As always, however, a trip to visit my folks in rural Norfolk disillusioned me once again.

It started when Marie complained about her tea. "What's this green stuff on my garlic bread?" she asked.

"It's garlic," I replied.

She pulled a face, as if this information had spoiled her day. "Awwww! I like garlic bread - I don't want to have garlic on it..."

Since logical reasoning really had nowhere to go from there, I just told her to eat it anyway. Nonetheless, I was reminded of my previous efforts to educate the boys as to the source of common food items. Curious as to her understanding of such things, I asked her where sausages come from.

She giggled. "From sausage bushes."

"Are you sure?"

"I'm just joking," she said, clearly sincere. "They don't come from bushes really."

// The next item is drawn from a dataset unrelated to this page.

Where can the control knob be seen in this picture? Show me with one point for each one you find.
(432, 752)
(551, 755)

"Uh-huh," I nodded. "Good." I was about to continue my own meal, when I suddenly had a suspicion that I didn't have the whole picture. I still had to check something. "Er... So where do sausages come from?"

"Sausage trees, of course."

This time she wasn't joking. I was forced to explain where sausages actually come from and Marie was somewhat put out by the answer. She denied it all and then took her mind off the whole issue by concentrating on eating her tea.

It was sausages.

After she'd had second helpings, we went out to play in the garden. The kids decided to see how many ladybirds they could find and collect. Lewis sat on the lawn and made a small pen for the creatures with his legs. He had a couple of dozen of the things crawling on and around him in the end.

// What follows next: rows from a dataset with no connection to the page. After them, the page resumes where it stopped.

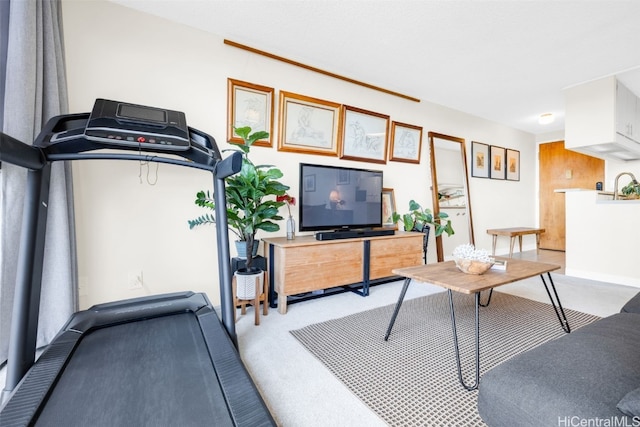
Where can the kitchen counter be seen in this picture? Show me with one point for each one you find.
(602, 238)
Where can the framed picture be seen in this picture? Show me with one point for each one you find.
(388, 208)
(308, 125)
(406, 143)
(364, 135)
(479, 160)
(251, 105)
(309, 183)
(513, 165)
(497, 162)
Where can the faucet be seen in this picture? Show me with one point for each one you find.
(615, 185)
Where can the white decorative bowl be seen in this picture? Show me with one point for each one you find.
(470, 266)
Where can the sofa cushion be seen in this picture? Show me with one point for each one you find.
(630, 403)
(632, 306)
(584, 373)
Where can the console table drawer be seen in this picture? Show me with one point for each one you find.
(388, 254)
(309, 268)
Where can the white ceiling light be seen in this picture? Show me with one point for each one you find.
(546, 118)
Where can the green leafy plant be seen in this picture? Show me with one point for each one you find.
(250, 206)
(631, 190)
(417, 217)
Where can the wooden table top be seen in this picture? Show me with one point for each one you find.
(515, 231)
(447, 275)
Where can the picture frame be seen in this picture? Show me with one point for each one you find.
(388, 208)
(249, 104)
(308, 125)
(513, 165)
(309, 183)
(406, 143)
(497, 162)
(364, 135)
(480, 160)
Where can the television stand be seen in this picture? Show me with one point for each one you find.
(352, 234)
(305, 264)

"One flew off," said Fraser. "It went over that grassy fence."

I looked where he was gesturing and shook my head. "That would be a hedge." I realised then that the genetic memory would need a helping hand. I was going to have to educate them. "Come over here and see this beetle."

"What's a beetle?" they all asked at once.

I kept pointing but they were quite happy not to look and to have me explain instead. To be honest, I didn't know where to start. Fortunately, Sarah was there to help.

"It's like a ladybird with worse PR," she said.

At this, the kids all nodded sagely and went back to hunting for red, spotted insects. I was left still pointing at the beetle. After a while, it looked me in the eye, shrugged and scuttled off.

I gave up and lay down on the grass to dream about sausage trees...

Ho well. Maybe I'm not the right person to teach the children about nature and the country anyway. They're unlikely to listen to me. They did learn two important lessons themselves a couple of days later, though, when they tried the same collecting game with different bugs. They learnt that with ants, it's not getting them to crawl all over you that's the hard part - it's getting them off again where the problem lies.

Then they learnt to dance around while shrieking...

Yours in a woman's world,

Ed.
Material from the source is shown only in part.